By Qassim Abdul-Zahra, Associated Press
BAGHDAD - U.S. troops will not be removed from areas of Iraq that are not completely secure or where there is a high probability that attacks could resume after the Americans leave, Iraq's prime minister said yesterday.
Nouri al-Maliki said in an interview with the Associated Press that he had told President Obama and other top U.S. officials that any withdrawals "must be done with our approval" and in coordination with the Iraqi government.
"I do not want any withdrawals except in areas considered 100 percent secure and under control," Maliki said during his flight from Australia to Baghdad at the end of a five-day visit. "Any area where there is a likelihood of a resumption of attacks, withdrawals from there will be postponed."
The U.S.-Iraq security pact that went into effect Jan. 1 calls for U.S. combat forces to leave the cities by the end of June in the first step of a plan to remove all U.S. troops from Iraq by the end of 2011.
Obama wants to withdraw all combat troops by September 2010, leaving behind a residual force of up to 50,000 soldiers to train Iraqi forces and go after al-Qaeda.
In Washington, a senior administration official said Obama "has talked with and consulted with the Iraqis" and has said that "obviously we want to sustain the security gains of the last year." The officials spoke on condition of anonymity because he was referring to private conversations.

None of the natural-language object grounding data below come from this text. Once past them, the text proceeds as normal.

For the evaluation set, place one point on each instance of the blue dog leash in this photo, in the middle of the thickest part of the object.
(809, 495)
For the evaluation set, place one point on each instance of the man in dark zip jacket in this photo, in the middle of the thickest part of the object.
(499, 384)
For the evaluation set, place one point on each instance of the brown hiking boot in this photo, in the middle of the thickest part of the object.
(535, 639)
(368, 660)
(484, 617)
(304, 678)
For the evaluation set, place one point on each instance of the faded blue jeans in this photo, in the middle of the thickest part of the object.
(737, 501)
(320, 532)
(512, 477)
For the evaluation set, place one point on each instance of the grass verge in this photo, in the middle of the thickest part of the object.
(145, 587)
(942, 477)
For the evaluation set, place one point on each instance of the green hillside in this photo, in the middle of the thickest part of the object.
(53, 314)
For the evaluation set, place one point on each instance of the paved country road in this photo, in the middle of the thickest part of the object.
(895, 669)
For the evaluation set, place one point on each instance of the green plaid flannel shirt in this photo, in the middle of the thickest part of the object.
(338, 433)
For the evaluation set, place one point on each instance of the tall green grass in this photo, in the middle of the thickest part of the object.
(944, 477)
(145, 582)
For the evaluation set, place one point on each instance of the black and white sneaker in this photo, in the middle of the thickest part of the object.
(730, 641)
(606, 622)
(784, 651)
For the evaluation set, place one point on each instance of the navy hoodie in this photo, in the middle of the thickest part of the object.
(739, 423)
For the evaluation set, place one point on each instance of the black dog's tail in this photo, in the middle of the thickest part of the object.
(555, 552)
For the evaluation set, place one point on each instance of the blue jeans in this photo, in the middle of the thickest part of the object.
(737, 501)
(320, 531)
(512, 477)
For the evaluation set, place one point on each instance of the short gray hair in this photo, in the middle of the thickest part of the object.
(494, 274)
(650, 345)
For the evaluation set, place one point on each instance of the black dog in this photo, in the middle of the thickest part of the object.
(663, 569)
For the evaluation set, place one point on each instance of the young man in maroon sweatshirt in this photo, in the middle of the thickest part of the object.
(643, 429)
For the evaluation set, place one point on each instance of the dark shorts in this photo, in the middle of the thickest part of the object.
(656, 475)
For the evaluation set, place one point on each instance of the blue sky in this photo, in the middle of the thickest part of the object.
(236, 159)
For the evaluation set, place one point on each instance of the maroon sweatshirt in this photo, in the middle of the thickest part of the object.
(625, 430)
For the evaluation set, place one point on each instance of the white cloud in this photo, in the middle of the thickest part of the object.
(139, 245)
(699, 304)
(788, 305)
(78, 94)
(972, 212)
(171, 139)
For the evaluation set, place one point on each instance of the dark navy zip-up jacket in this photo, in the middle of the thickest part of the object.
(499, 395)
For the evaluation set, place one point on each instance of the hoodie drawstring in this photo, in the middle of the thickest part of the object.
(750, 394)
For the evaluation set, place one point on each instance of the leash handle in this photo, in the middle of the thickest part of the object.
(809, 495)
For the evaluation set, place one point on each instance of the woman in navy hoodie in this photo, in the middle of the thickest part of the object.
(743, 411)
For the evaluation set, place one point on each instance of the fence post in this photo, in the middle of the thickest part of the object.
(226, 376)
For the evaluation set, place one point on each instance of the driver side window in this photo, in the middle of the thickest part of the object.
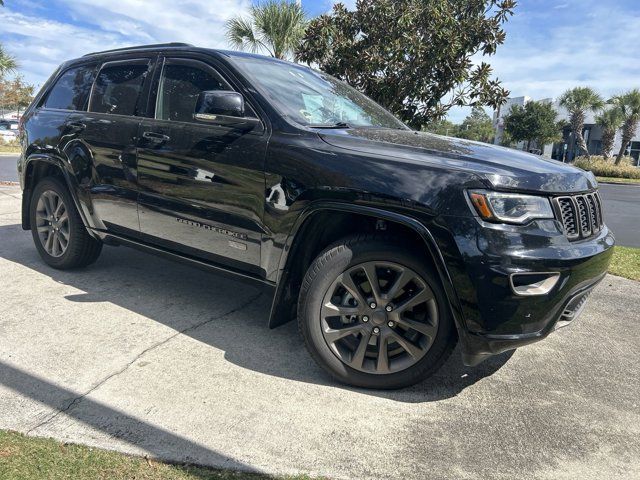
(181, 83)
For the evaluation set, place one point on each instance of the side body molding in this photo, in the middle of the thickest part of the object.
(280, 309)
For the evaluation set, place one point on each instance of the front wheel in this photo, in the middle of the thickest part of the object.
(58, 232)
(373, 315)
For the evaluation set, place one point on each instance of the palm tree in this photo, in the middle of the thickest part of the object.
(610, 120)
(274, 26)
(629, 105)
(8, 63)
(578, 101)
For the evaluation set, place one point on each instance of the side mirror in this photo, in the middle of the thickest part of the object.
(214, 103)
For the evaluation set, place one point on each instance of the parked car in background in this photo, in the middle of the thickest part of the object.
(388, 245)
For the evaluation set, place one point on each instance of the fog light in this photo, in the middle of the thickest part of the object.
(533, 283)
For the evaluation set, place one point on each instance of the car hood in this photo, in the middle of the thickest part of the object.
(501, 168)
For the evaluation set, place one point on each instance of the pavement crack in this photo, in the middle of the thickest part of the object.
(76, 400)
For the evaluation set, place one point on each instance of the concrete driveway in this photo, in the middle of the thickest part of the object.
(149, 357)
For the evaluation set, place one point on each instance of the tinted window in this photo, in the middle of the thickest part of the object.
(118, 88)
(180, 87)
(72, 89)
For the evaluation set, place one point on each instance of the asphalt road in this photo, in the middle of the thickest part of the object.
(621, 204)
(150, 357)
(622, 212)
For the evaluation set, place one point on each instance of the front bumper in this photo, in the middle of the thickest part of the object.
(496, 319)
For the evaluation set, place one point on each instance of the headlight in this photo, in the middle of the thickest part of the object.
(510, 207)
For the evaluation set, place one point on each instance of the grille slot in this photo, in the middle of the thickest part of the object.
(581, 215)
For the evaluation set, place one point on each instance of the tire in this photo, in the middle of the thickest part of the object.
(76, 248)
(414, 338)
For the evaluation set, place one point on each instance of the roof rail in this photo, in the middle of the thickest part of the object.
(142, 47)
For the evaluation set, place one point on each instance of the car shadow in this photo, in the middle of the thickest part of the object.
(171, 294)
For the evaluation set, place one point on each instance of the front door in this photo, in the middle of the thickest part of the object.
(105, 155)
(201, 184)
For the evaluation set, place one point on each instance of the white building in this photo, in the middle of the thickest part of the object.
(565, 150)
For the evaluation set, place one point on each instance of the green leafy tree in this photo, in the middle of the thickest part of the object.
(276, 27)
(578, 101)
(477, 126)
(409, 55)
(629, 105)
(536, 121)
(16, 94)
(610, 121)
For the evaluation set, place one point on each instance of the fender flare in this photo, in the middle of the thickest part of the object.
(70, 180)
(279, 313)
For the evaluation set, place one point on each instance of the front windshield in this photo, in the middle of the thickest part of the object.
(313, 98)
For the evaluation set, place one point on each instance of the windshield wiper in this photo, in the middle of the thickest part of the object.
(330, 125)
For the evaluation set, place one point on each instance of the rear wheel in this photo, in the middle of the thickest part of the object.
(58, 232)
(373, 314)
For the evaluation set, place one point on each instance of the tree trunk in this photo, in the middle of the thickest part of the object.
(628, 131)
(608, 137)
(577, 124)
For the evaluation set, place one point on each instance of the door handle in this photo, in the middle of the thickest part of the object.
(156, 137)
(76, 127)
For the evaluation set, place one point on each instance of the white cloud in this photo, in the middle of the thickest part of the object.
(545, 55)
(40, 45)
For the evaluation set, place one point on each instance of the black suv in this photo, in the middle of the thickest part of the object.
(388, 245)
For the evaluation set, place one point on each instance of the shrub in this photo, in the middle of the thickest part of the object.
(606, 168)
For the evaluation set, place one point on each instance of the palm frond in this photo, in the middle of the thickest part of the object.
(8, 63)
(276, 26)
(241, 35)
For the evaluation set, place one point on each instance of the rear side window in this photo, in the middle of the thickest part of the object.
(180, 86)
(118, 88)
(71, 91)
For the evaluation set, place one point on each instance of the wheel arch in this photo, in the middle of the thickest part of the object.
(39, 166)
(304, 242)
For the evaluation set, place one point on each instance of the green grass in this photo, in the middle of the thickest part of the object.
(23, 457)
(619, 180)
(626, 263)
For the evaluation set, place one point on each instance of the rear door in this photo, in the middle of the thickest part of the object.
(201, 184)
(107, 137)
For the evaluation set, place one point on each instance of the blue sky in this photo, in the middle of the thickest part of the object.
(550, 46)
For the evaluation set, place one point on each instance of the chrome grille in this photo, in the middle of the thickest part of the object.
(581, 215)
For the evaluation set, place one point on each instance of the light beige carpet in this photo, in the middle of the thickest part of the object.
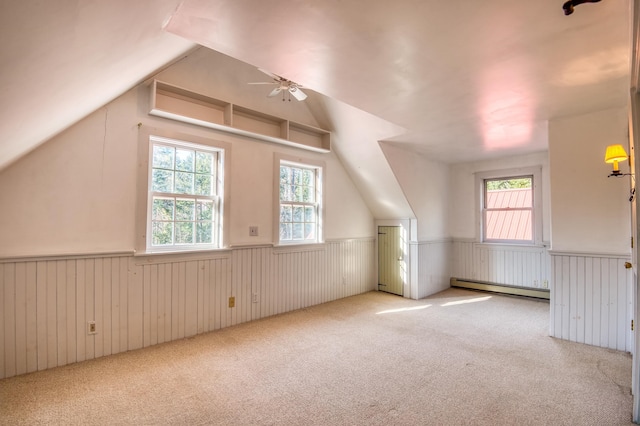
(458, 358)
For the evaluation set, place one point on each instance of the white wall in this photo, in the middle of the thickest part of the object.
(591, 227)
(76, 194)
(425, 184)
(68, 226)
(591, 213)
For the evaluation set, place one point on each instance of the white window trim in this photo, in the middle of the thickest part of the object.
(142, 201)
(320, 194)
(480, 178)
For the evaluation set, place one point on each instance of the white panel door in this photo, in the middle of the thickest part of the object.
(390, 259)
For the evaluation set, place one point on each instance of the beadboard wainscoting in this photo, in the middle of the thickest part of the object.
(434, 267)
(591, 300)
(139, 301)
(522, 266)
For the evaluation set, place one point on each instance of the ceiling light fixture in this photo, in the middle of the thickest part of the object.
(568, 6)
(615, 154)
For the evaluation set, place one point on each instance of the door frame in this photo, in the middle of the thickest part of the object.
(409, 227)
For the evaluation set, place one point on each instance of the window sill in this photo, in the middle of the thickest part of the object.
(152, 257)
(511, 245)
(301, 247)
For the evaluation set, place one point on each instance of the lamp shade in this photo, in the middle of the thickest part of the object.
(615, 153)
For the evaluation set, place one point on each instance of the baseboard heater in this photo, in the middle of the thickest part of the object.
(538, 293)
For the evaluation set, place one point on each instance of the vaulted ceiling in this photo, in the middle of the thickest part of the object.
(458, 80)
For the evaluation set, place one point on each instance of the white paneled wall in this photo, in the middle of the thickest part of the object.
(591, 300)
(434, 267)
(502, 264)
(142, 301)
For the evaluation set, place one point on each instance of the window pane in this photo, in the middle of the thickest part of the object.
(298, 214)
(204, 162)
(205, 210)
(162, 233)
(185, 160)
(285, 193)
(309, 231)
(184, 232)
(162, 209)
(509, 193)
(308, 178)
(185, 209)
(184, 183)
(203, 185)
(309, 214)
(298, 193)
(162, 181)
(298, 231)
(204, 232)
(508, 225)
(308, 194)
(285, 232)
(286, 213)
(163, 157)
(296, 176)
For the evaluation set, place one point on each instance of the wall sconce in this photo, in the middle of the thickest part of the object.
(614, 154)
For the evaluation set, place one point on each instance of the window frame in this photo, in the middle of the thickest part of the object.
(536, 209)
(318, 168)
(145, 195)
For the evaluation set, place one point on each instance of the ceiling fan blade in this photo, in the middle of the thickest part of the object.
(270, 74)
(274, 92)
(297, 93)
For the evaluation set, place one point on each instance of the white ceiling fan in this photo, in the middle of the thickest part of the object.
(283, 86)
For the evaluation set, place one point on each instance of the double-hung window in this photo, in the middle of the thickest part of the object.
(300, 194)
(184, 198)
(510, 207)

Maliki did not specify areas where the removal of U.S. troops might be delayed. But those areas would likely include Mosul, the country's third-largest city, and Diyala province northeast of Baghdad. Al-Qaeda and other Sunni extremist groups operate in both areas, despite repeated offensives by U.S. and Iraqi forces.

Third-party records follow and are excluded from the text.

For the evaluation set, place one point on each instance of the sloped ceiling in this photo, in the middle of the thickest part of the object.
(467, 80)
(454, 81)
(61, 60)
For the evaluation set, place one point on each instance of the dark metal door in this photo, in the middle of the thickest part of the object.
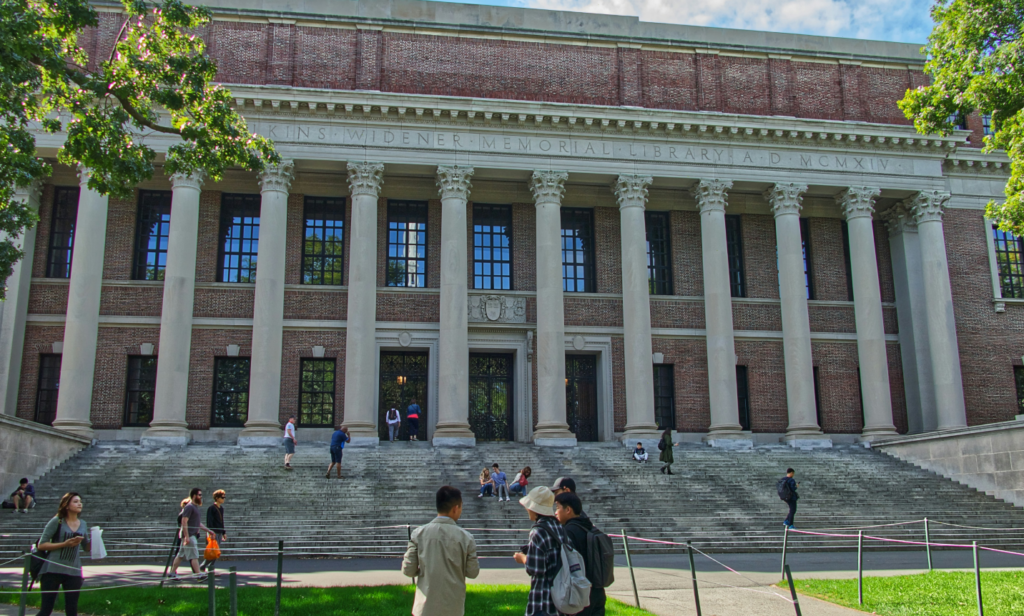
(491, 397)
(581, 396)
(403, 379)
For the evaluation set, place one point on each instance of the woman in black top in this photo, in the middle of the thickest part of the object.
(215, 522)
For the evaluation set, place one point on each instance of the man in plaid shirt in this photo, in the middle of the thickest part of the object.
(542, 556)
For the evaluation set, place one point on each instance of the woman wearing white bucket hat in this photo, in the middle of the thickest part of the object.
(541, 555)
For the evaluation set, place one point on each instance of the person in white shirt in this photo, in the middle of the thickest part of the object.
(393, 424)
(290, 442)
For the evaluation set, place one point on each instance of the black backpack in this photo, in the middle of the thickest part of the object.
(600, 559)
(784, 491)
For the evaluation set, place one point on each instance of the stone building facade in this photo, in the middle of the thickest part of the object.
(543, 226)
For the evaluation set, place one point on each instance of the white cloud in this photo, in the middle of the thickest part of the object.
(879, 19)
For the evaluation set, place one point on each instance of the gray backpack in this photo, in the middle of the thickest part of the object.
(570, 590)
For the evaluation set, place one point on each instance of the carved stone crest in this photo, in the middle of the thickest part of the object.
(498, 309)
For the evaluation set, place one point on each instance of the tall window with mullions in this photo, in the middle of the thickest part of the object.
(658, 253)
(1010, 259)
(734, 244)
(492, 247)
(239, 237)
(316, 392)
(578, 251)
(407, 244)
(61, 232)
(140, 390)
(152, 234)
(323, 240)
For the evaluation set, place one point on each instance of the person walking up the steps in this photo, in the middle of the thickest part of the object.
(666, 456)
(290, 442)
(441, 556)
(190, 527)
(413, 416)
(393, 424)
(215, 522)
(61, 537)
(787, 492)
(338, 440)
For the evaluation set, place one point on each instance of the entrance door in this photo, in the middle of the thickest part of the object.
(581, 396)
(403, 379)
(491, 397)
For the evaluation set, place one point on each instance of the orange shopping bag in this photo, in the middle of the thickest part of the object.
(212, 548)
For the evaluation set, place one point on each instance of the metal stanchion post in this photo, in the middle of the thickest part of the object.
(693, 574)
(977, 578)
(211, 584)
(793, 589)
(785, 541)
(928, 544)
(232, 585)
(629, 563)
(860, 567)
(281, 569)
(25, 585)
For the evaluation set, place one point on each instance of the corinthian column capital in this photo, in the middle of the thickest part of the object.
(857, 202)
(785, 198)
(366, 178)
(278, 177)
(631, 190)
(928, 206)
(454, 181)
(548, 186)
(188, 180)
(712, 194)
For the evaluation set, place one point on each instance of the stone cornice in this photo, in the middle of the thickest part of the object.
(451, 113)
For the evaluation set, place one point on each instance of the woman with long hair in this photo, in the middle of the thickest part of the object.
(518, 485)
(62, 568)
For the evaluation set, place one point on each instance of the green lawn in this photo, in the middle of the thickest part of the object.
(481, 600)
(935, 594)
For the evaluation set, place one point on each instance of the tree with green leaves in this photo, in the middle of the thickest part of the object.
(155, 84)
(973, 56)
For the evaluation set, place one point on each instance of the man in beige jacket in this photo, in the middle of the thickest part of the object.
(441, 556)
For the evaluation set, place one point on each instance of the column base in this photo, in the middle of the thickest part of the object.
(76, 427)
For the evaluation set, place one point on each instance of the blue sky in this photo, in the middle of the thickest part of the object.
(906, 20)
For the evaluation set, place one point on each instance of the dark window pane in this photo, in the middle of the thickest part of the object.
(239, 237)
(407, 244)
(658, 253)
(61, 232)
(734, 244)
(492, 247)
(578, 251)
(46, 389)
(323, 240)
(316, 392)
(1010, 259)
(152, 234)
(230, 391)
(140, 391)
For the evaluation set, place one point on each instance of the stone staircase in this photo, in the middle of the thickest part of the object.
(722, 500)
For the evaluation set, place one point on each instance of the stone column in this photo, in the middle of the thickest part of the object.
(78, 362)
(14, 309)
(631, 192)
(803, 430)
(725, 430)
(169, 426)
(263, 426)
(928, 208)
(453, 345)
(908, 280)
(858, 206)
(552, 430)
(360, 332)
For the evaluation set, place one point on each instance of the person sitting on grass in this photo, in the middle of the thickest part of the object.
(441, 556)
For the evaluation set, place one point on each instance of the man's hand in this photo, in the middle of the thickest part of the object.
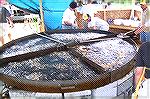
(139, 29)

Earlier yesterday, a senior U.S. officer told reporters that U.S. troops will focus on attacking insurgent supply routes and rural hideouts after combat troops withdraw from Baghdad at the end of June.
Brig. Gen. Frederick Rudesheim, a deputy commander of U.S. forces in Baghdad, said the shift from the cities to large bases outside would help make the capital safer because U.S. troops could go after militants at the source: The countryside where they plan their attacks and load up on guns and bombs.

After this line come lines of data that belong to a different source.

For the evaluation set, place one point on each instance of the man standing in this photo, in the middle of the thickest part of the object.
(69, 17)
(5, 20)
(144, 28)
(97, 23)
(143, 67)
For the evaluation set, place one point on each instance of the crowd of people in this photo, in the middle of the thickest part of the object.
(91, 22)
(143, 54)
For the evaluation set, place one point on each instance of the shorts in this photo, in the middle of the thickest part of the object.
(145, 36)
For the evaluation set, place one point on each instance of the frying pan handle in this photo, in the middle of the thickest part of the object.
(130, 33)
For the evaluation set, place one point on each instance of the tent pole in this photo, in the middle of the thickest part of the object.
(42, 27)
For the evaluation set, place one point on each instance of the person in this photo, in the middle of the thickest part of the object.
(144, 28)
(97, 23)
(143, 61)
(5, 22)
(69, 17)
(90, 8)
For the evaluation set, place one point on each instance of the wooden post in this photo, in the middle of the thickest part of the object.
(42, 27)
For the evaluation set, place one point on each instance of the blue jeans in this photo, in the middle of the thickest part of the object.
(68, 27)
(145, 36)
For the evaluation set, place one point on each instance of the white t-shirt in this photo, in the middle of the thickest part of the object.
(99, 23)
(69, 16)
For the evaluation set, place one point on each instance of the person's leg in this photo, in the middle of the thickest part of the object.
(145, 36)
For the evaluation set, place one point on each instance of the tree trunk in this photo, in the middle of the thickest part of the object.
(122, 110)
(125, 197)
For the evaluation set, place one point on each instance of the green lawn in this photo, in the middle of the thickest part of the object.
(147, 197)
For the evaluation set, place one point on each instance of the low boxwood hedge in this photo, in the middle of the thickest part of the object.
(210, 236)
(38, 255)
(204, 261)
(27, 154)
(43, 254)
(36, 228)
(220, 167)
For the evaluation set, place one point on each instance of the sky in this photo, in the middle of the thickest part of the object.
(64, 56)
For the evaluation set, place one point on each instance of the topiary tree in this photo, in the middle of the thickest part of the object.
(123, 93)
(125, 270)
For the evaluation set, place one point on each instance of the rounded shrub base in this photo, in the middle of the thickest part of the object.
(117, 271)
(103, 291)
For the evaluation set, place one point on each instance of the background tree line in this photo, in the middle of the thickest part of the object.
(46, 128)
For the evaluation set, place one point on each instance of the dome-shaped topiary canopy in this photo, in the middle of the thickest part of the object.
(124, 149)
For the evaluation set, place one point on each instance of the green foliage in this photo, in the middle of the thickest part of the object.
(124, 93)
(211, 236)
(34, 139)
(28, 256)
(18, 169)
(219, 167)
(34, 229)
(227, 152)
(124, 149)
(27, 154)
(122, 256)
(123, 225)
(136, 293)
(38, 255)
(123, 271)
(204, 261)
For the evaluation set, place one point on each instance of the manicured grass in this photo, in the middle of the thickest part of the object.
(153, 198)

Rudesheim spoke a week after two suicide attacks killed more than 60 people in the Baghdad area, raising new concerns about the readiness of Iraqi forces to take over their own security.
"I want to leave it very clear that there's no cessation of combat operations" after June 30, Rudesheim told reporters in Baghdad's heavily guarded Green Zone.
He also said U.S. troops would continue combat operations in the cities after June 30, but from bases outside town rather than outposts that were established throughout various neighborhoods as part of the 2007 U.S. troop surge. He said the giant Camp Victory complex on the western outskirts of Baghdad would remain open, but the fate of U.S. military forces in the central Green Zone remained under discussion.